To understand how the parameters of a fault that generated an earthquake are obtained from InSAR maps, we must preliminarily introduce the concept of model. A model is a tool that reproduces a real phenomenon for the purpose of studying and better understanding it. There are various types of models, but we can distinguish two broad categories: analog models and mathematical models.
For example, to study the impact of earthquakes on a building, we can build a model of the structure and put it on a vibrating platform. It is, in this case, an analog model, which reproduces reality in a small scale. Alternatively, or in addition, we can use mathematical equations in which we put the parameters of the structure and calculate the stresses: we can check, for example, whether the stress to which a column is subjected by a possible earthquake exceeds that expected. This is evidently a mathematical model.

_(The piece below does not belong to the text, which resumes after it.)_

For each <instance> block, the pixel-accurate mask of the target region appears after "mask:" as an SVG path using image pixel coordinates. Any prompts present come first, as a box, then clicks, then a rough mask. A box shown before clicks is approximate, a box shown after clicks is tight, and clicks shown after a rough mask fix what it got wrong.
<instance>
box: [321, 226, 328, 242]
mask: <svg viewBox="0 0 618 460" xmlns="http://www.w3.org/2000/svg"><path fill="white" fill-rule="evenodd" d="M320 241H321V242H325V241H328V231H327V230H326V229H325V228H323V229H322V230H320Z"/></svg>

Mathematical models are widespread because they are powerful tools for the use of which all that is needed is a computer, at most very powerful, such as those used for weather forecasting.
For faults we use mathematical models, i.e., equations into which we put the fault parameters(length, width, slope, extent and direction of sliding, etc.) and obtain displacement maps.

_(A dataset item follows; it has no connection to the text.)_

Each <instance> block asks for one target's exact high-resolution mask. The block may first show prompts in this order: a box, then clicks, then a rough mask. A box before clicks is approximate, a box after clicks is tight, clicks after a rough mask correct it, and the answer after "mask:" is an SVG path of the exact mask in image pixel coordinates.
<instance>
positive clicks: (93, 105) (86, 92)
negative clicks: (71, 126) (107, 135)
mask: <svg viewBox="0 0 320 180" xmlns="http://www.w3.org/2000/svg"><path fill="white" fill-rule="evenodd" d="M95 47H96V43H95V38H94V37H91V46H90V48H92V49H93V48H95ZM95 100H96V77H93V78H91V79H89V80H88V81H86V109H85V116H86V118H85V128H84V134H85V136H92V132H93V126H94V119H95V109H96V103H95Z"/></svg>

This model is also called a direct model, because starting from the causes of an earthquake (the fault) it returns the effects (the displacements). Once the displacement maps are obtained, we can compare them with those measured by SAR satellites.
But here comes the problem: what fault parameters do we use to feed the model, if we do not know them? We are in the presence of what is called, in mathematics, an inverse problem: we see the effects of an earthquake (the deformations) and we want to infer the causes (the fault parameters).
One could go by trial and error: we change the fault parameters until we find the ones that produce the most similar displacements to those observed. This is a legitimate but impractical way: there can be hundreds of parameters, and finding the right cocktail is not easy. There are more refined tools called inversion algorithms that do just that job for us: finding the source parameters that generate surface deformations as similar as possible to those observed.
A good direct model and a robust inversion algorithm are the tools by which we find the faults published in this portal using satellite-derived data.